MESSINA. La Sicilia si mette in regola coi tagli ai vitalizi dei parlamentari, e scopre che il suo parlamento, l’Assemblea regionale Siciliana, ha seminato negli anni 310 pensioni dorate, pagate con una media di cinquemila euro di assegno mensile ciascuno. Agli ex deputati, ovviamente, ma anche agli eredi. Di seconda generazione.

Secondo gli uffici dell’Assemblea regionale siciliana l’elenco, aggiornato a dicembre 2016, conta 163 vitalizi diretti erogati agli ex deputati, quindi integralmente maturati precedentemente al 1° gennaio 2012 con il sistema retributivo, per una somma mensile da 801mila euro, ai quali si aggiungono 127 assegni di reversibilità erogati ad altri aventi titolo, quindi vedove (tutte donne, non c’è un uomo) e figli che ogni mese percepiscono oltre 572mila euro. Poi ci sono diciassette pensioni dirette erogate col sistema “pro-rata” (maturate in diversa percentuale con il sistema retributivo e l’attuale sistema contributivo), da poco meno di centomila euro al mese, e tre di reversibilità, quasi 9800 euro in totale al mese a beneficio delle vedove di tre parlamentari.

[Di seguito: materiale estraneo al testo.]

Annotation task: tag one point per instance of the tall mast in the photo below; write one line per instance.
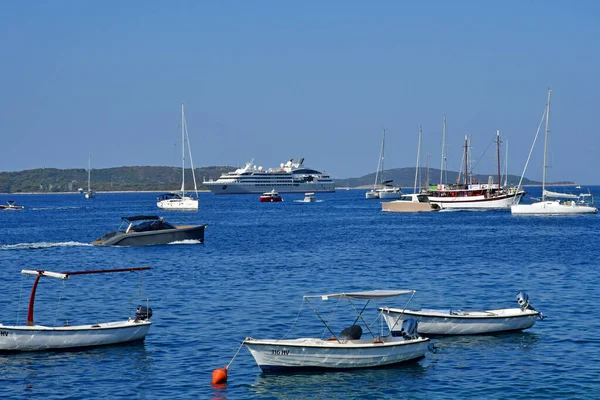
(418, 159)
(382, 154)
(498, 151)
(546, 145)
(182, 152)
(443, 166)
(506, 165)
(466, 160)
(89, 170)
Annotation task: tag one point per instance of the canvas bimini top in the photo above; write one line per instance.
(366, 295)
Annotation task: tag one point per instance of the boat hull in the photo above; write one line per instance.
(282, 187)
(463, 323)
(317, 354)
(477, 202)
(178, 204)
(147, 238)
(552, 208)
(39, 338)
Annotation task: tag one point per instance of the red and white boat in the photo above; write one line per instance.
(270, 197)
(32, 337)
(11, 206)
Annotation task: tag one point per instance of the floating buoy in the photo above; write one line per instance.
(219, 375)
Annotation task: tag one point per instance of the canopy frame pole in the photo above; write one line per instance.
(322, 320)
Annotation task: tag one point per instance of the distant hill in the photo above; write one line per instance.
(405, 177)
(169, 178)
(46, 180)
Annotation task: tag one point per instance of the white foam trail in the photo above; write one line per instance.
(41, 245)
(187, 241)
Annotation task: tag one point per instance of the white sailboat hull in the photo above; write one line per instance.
(477, 202)
(38, 338)
(185, 203)
(553, 207)
(432, 322)
(309, 354)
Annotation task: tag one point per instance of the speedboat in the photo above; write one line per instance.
(270, 197)
(413, 202)
(11, 206)
(457, 322)
(145, 230)
(347, 350)
(32, 337)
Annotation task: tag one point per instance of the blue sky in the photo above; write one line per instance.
(273, 80)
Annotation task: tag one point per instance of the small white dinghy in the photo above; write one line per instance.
(346, 350)
(32, 337)
(456, 322)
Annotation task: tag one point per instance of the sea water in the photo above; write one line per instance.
(248, 279)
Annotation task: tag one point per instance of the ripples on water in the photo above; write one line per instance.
(250, 275)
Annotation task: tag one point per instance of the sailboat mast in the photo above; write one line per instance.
(382, 155)
(442, 167)
(418, 159)
(546, 146)
(89, 170)
(506, 165)
(182, 152)
(498, 151)
(466, 160)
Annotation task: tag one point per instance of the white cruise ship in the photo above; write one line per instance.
(290, 177)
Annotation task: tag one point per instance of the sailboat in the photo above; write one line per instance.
(554, 203)
(471, 194)
(179, 200)
(90, 194)
(387, 190)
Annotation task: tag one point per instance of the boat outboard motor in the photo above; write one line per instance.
(523, 300)
(353, 332)
(409, 328)
(143, 313)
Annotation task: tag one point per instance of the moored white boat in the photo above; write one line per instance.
(344, 351)
(32, 337)
(554, 203)
(181, 201)
(457, 322)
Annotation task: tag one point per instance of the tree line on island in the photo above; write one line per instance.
(48, 180)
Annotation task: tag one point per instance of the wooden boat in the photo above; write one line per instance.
(410, 203)
(457, 322)
(348, 350)
(146, 230)
(11, 206)
(32, 337)
(270, 197)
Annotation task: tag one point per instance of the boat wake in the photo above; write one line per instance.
(41, 245)
(188, 241)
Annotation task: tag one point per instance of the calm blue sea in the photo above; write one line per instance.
(249, 277)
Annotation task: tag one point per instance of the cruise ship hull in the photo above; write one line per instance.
(236, 188)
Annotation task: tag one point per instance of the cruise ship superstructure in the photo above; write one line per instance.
(291, 177)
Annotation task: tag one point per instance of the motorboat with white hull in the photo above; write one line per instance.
(554, 203)
(181, 200)
(348, 350)
(32, 337)
(457, 322)
(291, 177)
(145, 230)
(11, 206)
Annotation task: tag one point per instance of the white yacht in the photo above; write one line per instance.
(291, 177)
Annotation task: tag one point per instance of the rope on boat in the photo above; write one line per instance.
(58, 305)
(19, 306)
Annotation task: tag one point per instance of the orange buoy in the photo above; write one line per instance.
(219, 375)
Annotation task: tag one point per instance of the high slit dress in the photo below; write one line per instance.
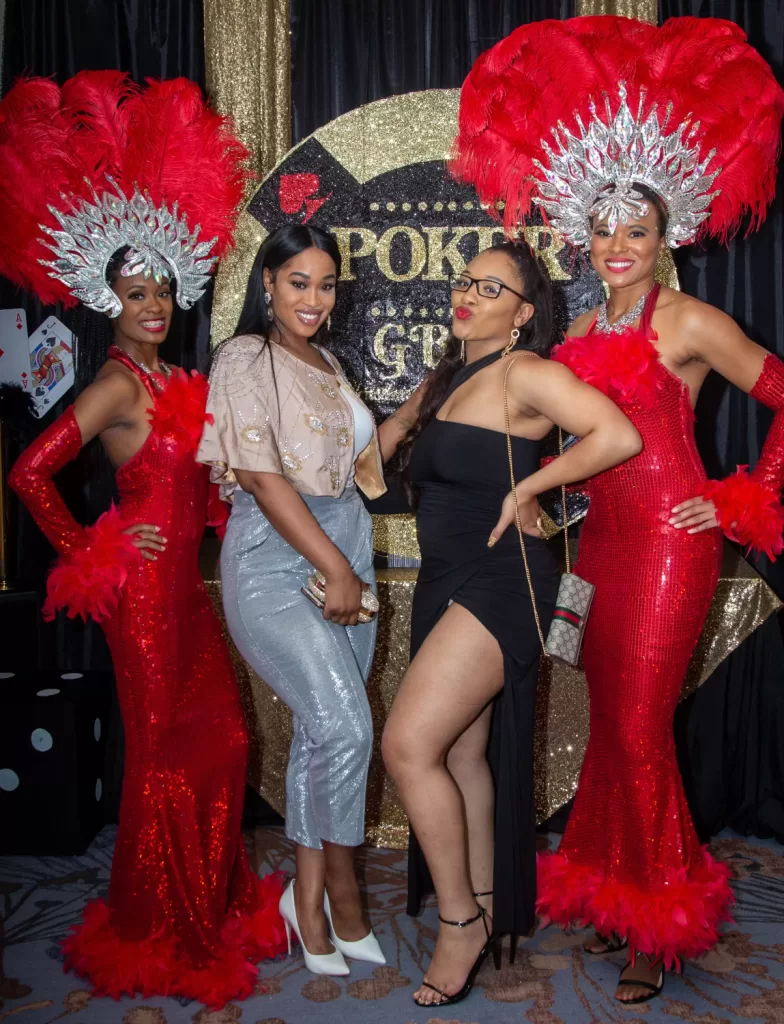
(461, 474)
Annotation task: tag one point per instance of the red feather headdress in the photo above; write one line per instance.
(103, 164)
(569, 115)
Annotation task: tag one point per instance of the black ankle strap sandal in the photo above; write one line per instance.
(491, 944)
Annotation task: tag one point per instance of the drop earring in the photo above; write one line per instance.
(512, 341)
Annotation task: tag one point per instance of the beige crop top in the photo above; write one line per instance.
(298, 423)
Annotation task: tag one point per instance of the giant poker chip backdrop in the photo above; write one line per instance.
(377, 179)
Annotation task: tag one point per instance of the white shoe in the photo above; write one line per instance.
(332, 964)
(366, 948)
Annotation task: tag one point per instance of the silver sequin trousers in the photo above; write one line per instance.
(317, 669)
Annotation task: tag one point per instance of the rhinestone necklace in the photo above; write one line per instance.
(166, 370)
(626, 320)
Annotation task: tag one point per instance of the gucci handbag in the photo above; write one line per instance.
(574, 594)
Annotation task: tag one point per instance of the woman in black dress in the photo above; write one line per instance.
(473, 632)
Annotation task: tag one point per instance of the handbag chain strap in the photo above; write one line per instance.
(518, 521)
(517, 514)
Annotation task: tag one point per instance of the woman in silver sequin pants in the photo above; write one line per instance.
(316, 668)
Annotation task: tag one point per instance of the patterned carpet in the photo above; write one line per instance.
(552, 982)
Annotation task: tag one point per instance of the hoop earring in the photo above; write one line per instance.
(512, 341)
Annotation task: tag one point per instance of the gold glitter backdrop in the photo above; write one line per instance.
(643, 10)
(248, 57)
(742, 602)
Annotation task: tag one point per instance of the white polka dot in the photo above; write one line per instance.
(41, 739)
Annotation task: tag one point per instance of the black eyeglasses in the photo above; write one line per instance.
(484, 287)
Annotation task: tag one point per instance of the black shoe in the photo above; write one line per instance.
(653, 990)
(612, 943)
(513, 940)
(491, 943)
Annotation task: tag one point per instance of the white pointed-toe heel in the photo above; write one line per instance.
(332, 964)
(366, 948)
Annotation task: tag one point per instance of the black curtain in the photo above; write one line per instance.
(346, 53)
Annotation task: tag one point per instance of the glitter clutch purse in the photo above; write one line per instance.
(315, 591)
(574, 594)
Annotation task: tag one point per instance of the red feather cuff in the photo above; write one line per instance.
(88, 579)
(748, 511)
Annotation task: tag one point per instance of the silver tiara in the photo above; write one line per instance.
(160, 244)
(594, 174)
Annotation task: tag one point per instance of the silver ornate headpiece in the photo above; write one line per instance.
(593, 174)
(160, 244)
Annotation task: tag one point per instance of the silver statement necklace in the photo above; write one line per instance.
(166, 370)
(626, 320)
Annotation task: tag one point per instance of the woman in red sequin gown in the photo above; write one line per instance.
(629, 862)
(185, 914)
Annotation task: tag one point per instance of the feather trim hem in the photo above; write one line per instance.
(678, 921)
(158, 966)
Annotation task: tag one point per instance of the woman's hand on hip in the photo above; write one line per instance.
(147, 539)
(694, 516)
(343, 598)
(529, 514)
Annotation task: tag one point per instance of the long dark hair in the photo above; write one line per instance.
(282, 245)
(536, 336)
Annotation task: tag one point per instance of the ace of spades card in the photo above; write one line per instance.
(14, 357)
(51, 364)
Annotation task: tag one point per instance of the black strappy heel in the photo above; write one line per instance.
(612, 943)
(513, 939)
(490, 944)
(651, 990)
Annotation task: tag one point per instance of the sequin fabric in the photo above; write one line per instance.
(629, 861)
(185, 914)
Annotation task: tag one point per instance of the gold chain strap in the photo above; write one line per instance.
(517, 514)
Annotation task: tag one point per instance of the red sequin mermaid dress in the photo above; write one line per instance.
(185, 913)
(629, 861)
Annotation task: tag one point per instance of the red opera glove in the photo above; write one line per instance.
(748, 506)
(93, 563)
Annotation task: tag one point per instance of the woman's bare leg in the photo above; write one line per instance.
(459, 669)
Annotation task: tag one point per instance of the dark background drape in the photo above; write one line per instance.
(731, 732)
(58, 38)
(346, 53)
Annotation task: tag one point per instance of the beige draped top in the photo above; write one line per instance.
(274, 414)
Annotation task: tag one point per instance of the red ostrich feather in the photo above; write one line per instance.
(545, 72)
(57, 145)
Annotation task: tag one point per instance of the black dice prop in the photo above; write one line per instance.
(53, 730)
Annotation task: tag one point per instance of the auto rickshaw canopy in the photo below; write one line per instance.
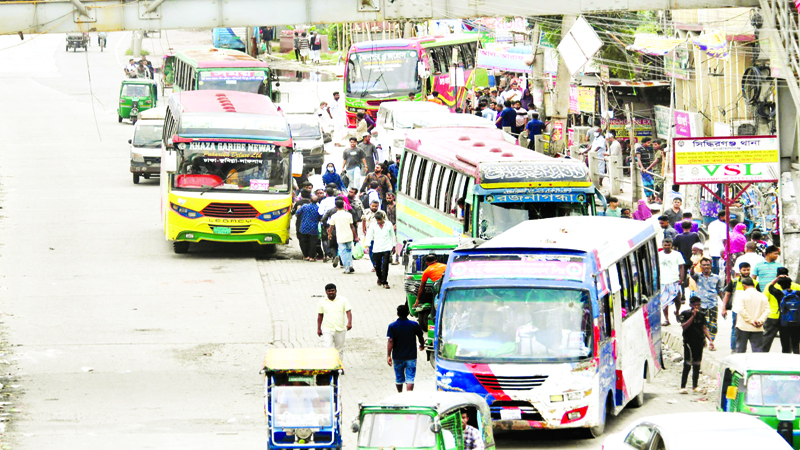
(745, 363)
(306, 361)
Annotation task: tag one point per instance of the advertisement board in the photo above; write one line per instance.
(730, 159)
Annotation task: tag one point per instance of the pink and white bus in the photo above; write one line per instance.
(390, 70)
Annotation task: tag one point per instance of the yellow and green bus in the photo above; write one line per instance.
(225, 170)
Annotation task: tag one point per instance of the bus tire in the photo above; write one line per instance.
(598, 430)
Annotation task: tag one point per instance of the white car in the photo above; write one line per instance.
(394, 119)
(145, 144)
(697, 431)
(308, 139)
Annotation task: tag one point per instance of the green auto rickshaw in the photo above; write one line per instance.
(414, 253)
(135, 96)
(765, 385)
(423, 420)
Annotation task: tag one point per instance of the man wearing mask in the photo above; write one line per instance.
(789, 335)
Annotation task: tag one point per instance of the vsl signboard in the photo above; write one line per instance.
(734, 159)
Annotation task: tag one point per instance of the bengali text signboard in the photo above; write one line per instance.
(734, 159)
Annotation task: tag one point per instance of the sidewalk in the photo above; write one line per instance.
(673, 338)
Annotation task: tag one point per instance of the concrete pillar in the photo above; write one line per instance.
(594, 168)
(137, 44)
(615, 164)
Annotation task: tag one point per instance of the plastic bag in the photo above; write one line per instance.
(358, 251)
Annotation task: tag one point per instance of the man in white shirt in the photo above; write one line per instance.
(339, 117)
(672, 267)
(717, 232)
(381, 235)
(346, 235)
(512, 94)
(750, 256)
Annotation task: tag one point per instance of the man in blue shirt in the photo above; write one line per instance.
(401, 350)
(767, 270)
(507, 117)
(534, 127)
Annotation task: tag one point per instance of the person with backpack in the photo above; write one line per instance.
(784, 318)
(732, 293)
(752, 308)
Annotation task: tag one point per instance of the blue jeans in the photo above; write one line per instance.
(405, 371)
(371, 258)
(346, 254)
(354, 175)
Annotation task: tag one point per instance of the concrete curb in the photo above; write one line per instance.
(674, 341)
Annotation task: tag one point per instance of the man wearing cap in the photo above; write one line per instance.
(512, 94)
(709, 288)
(752, 309)
(370, 152)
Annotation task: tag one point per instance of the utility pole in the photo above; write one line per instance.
(635, 176)
(563, 79)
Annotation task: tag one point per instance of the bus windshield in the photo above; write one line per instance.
(396, 431)
(252, 170)
(234, 125)
(516, 324)
(232, 80)
(496, 217)
(383, 73)
(148, 135)
(773, 390)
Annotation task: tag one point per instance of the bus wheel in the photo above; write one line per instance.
(266, 250)
(598, 430)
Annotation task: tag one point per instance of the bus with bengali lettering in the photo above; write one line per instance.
(472, 182)
(556, 322)
(225, 170)
(390, 70)
(210, 68)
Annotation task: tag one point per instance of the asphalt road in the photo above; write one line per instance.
(118, 342)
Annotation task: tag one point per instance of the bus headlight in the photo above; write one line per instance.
(185, 212)
(570, 396)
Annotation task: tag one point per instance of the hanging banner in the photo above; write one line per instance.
(499, 60)
(714, 45)
(676, 63)
(662, 121)
(688, 124)
(641, 128)
(732, 159)
(651, 44)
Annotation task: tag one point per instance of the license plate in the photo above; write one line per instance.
(510, 414)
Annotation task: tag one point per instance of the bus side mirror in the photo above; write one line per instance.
(731, 393)
(436, 426)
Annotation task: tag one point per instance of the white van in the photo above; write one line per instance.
(395, 119)
(145, 144)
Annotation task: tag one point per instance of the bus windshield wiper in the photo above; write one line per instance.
(208, 188)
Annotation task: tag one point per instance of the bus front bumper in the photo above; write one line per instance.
(261, 238)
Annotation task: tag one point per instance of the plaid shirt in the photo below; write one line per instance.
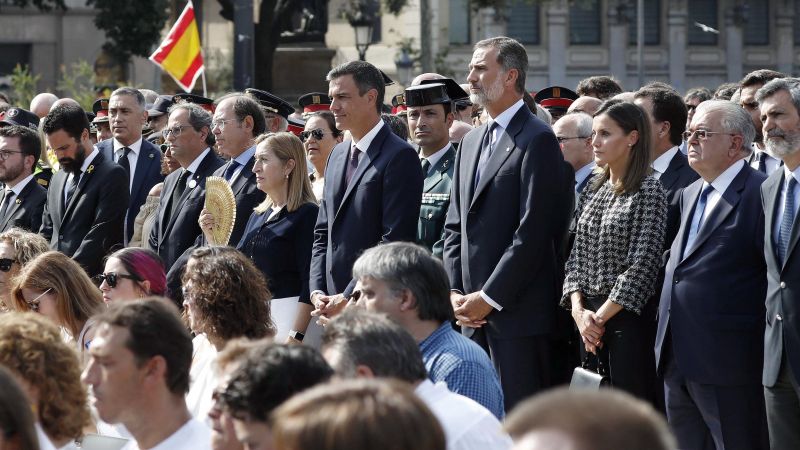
(464, 366)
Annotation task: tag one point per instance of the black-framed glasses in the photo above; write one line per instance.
(703, 134)
(318, 134)
(6, 263)
(175, 131)
(34, 304)
(112, 278)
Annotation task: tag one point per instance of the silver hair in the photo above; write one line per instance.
(734, 119)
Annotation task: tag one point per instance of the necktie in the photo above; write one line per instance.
(697, 219)
(787, 220)
(352, 163)
(486, 152)
(72, 185)
(123, 161)
(230, 170)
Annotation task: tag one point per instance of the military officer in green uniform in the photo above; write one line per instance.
(430, 114)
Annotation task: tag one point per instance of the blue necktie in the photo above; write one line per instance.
(787, 220)
(697, 219)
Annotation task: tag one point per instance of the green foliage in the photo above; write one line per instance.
(132, 27)
(78, 82)
(23, 85)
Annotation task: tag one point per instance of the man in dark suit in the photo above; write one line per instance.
(780, 199)
(500, 244)
(711, 317)
(176, 227)
(23, 198)
(373, 186)
(140, 158)
(85, 210)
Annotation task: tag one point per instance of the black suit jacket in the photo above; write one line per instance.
(501, 236)
(711, 298)
(146, 175)
(381, 204)
(91, 225)
(172, 235)
(782, 332)
(26, 211)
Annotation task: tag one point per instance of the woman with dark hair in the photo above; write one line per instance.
(225, 297)
(612, 270)
(133, 273)
(319, 138)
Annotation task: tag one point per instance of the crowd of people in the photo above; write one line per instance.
(425, 276)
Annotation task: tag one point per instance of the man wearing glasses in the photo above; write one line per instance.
(188, 133)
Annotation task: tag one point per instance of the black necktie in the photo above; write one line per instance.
(352, 163)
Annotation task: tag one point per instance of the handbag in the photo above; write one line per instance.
(584, 378)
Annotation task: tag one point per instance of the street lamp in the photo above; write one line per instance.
(362, 24)
(404, 65)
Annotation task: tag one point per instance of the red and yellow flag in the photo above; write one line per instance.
(180, 54)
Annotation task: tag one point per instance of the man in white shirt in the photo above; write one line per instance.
(356, 343)
(138, 375)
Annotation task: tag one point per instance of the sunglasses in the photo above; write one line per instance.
(6, 263)
(112, 278)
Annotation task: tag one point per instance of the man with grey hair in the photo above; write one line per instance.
(356, 343)
(188, 133)
(140, 158)
(779, 102)
(407, 283)
(710, 324)
(500, 255)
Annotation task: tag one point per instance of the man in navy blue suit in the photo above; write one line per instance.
(511, 204)
(373, 186)
(711, 315)
(140, 158)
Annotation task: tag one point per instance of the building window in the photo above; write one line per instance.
(460, 22)
(703, 12)
(584, 23)
(756, 28)
(652, 23)
(523, 21)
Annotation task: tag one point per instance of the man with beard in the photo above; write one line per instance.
(23, 199)
(779, 100)
(500, 249)
(760, 159)
(85, 210)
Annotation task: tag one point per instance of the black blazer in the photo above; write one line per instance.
(146, 175)
(91, 224)
(281, 248)
(782, 332)
(381, 204)
(501, 236)
(171, 236)
(711, 299)
(26, 211)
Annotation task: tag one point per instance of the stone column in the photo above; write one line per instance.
(677, 30)
(557, 17)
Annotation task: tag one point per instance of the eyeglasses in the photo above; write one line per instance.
(6, 263)
(175, 131)
(317, 134)
(561, 139)
(220, 123)
(5, 154)
(112, 278)
(34, 304)
(703, 134)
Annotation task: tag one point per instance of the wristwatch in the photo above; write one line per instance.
(296, 335)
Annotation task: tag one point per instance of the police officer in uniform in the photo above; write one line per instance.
(430, 114)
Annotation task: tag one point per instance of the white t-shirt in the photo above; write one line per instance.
(467, 425)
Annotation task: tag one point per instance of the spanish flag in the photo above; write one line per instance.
(180, 54)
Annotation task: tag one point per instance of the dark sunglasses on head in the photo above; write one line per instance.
(6, 263)
(112, 278)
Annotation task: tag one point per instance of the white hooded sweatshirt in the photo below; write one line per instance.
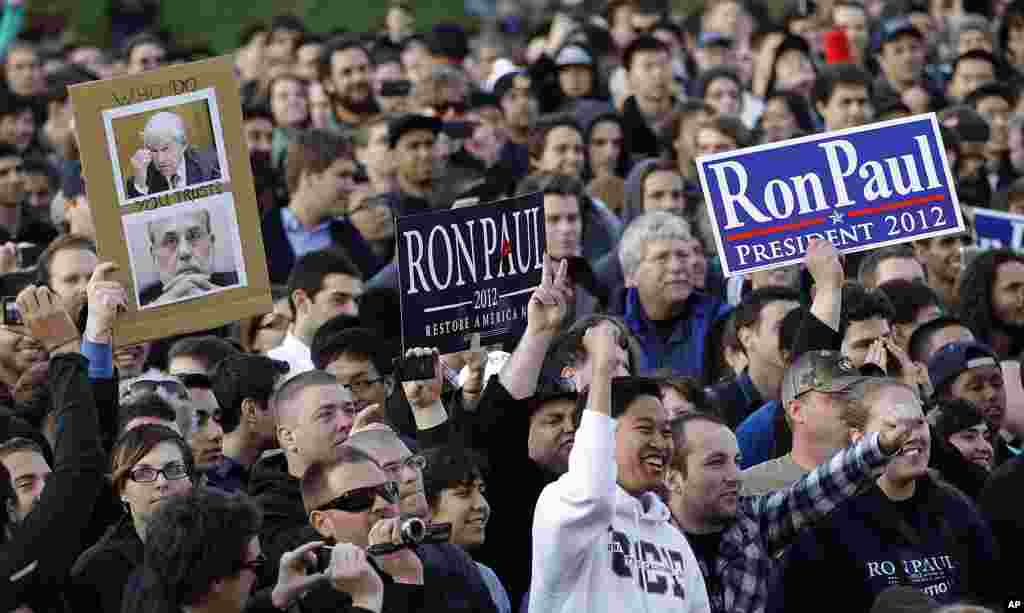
(589, 534)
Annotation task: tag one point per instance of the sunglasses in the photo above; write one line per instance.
(443, 107)
(363, 498)
(146, 386)
(255, 565)
(171, 472)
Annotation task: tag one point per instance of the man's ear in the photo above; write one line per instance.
(322, 523)
(250, 411)
(744, 334)
(286, 438)
(300, 299)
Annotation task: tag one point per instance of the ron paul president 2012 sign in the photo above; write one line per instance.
(860, 188)
(469, 270)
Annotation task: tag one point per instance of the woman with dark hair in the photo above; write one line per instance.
(148, 465)
(722, 90)
(793, 68)
(289, 100)
(604, 138)
(785, 115)
(455, 487)
(263, 333)
(991, 294)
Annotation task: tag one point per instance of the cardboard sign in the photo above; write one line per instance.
(860, 188)
(996, 229)
(469, 270)
(171, 192)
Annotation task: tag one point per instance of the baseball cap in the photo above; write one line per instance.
(409, 123)
(245, 376)
(954, 358)
(825, 371)
(573, 55)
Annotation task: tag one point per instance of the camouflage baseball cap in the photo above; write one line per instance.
(825, 371)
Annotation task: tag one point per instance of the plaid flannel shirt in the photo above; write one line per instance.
(766, 525)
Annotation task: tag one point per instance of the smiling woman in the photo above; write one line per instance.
(150, 464)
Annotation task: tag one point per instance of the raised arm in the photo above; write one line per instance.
(65, 509)
(572, 512)
(545, 313)
(783, 514)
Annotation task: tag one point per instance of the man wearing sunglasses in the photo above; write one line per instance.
(454, 579)
(350, 499)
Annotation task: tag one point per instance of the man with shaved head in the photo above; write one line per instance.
(399, 463)
(313, 419)
(166, 160)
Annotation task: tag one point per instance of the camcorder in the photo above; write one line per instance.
(11, 316)
(414, 531)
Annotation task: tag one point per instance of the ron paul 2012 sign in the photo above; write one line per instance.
(469, 270)
(860, 188)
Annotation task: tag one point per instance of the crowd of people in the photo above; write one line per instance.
(842, 433)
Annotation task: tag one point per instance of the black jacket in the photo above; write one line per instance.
(34, 565)
(935, 541)
(200, 168)
(641, 141)
(1000, 506)
(281, 258)
(286, 525)
(99, 576)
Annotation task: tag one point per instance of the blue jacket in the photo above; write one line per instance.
(684, 352)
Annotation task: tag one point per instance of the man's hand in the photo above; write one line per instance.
(424, 393)
(894, 434)
(140, 164)
(549, 304)
(350, 572)
(185, 286)
(823, 264)
(293, 579)
(46, 319)
(107, 299)
(403, 566)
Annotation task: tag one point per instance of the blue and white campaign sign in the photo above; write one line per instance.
(469, 270)
(996, 229)
(860, 188)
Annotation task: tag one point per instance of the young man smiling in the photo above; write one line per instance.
(601, 524)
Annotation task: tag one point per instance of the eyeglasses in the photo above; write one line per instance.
(147, 474)
(148, 386)
(418, 463)
(443, 107)
(255, 565)
(358, 387)
(195, 380)
(363, 498)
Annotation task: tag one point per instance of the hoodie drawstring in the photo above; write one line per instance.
(638, 554)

Pur senza vellicare gli istinti anticasta, qualche curiosità la si trova, ed è ghiotta: tipo i deputati messinesi che pur con una sola legislatura alle spalle (in alcuni casi metà legislatura, o anche meno), hanno lasciato a vedove e figli un vitalizio che va avanti da decenni.

Il più celebre è il caso di Natale Cacciola, nato ad Itala nel 1904 e deputato durante la prima legislatura dell’Ars nelle file del partito Monarchico, nel primissimo dopoguerra, ma non dall’inizio: Cacciola, infatti, è subentrato a Francesco Alliata. Per lui, tre anni e rotti sui banchi dell’Ars, vitalizio e alla sua morte pensione di reversibilità. Che oggi è arrivata alla figlia.

Ovviamente Cacciola non è il solo. C’è Giovanni Barbera, nato nel 1927 a Messina ed eletto a Ragusa nel partito Socialista italiano: una sola legislatura, la quinta, che oggi frutta la pensione di reversibilità alla vedova. Ma anche Franco Antonio Bisignano, deputato regionale con una storia alle spalle davvero emblematica: primo dei non eletti nel 1976, entra all’Ars grazie ad una sentenza del 1985, con la quale il Tribunale di Palermo lo proclama deputato regionale in sostituzione di Antonio Fede. Senonchè la conferma della sentenza arriva undici anni dopo, in Cassazione nel 1996, e quindi Bisignano in realtà all’Ars non ci entra mai. Il suo diritto riconosciuto in tre gradi di giudizio comunque gli assicura un vitalizio che, alla sua morte, passa alla vedova, che ne usufruisce ancora oggi.

C’è anche Antonino Interdonato, classe 1923, presentatosi alle elezioni per la sesta legislatura in una lista che vedeva unificati Psi-Psdi e Pri, e subentrato nel 1970 a Santi Recupero, nel frattempo morto. Per lui permanenza all’Ars fino al 1971, pensione e alla sua morte vitalizio di reversibilità a favore della moglie.

Subentrato anche Aldo Miceli, nato nel 1931, comunista ed entrato all’ars nell’ottava legislatura subentrando a Pancrazio De Pasquale nel 1980: la VIII legislatura era iniziata nel 1976 e si sarebbe conclusa nel 1981, quindi Miceli a palazzo dei Normanni c’è rimasto solo per un anno e qualcosa, guadagnando pensione per se e assegno vitalizio di reversibilità per la vedova.

E a legislatura in corso, l’undicesima, si è accomodato sugli scranni dell’Ars anche Giovanni Pollicino, democristiano succeduto ad Antonino Galipò: pensione e vitalizio alla vedova, anche per lui, così come per Achille Merendino, classi 1921, missino, che almeno la settima legislatura se l’è fatta tutta.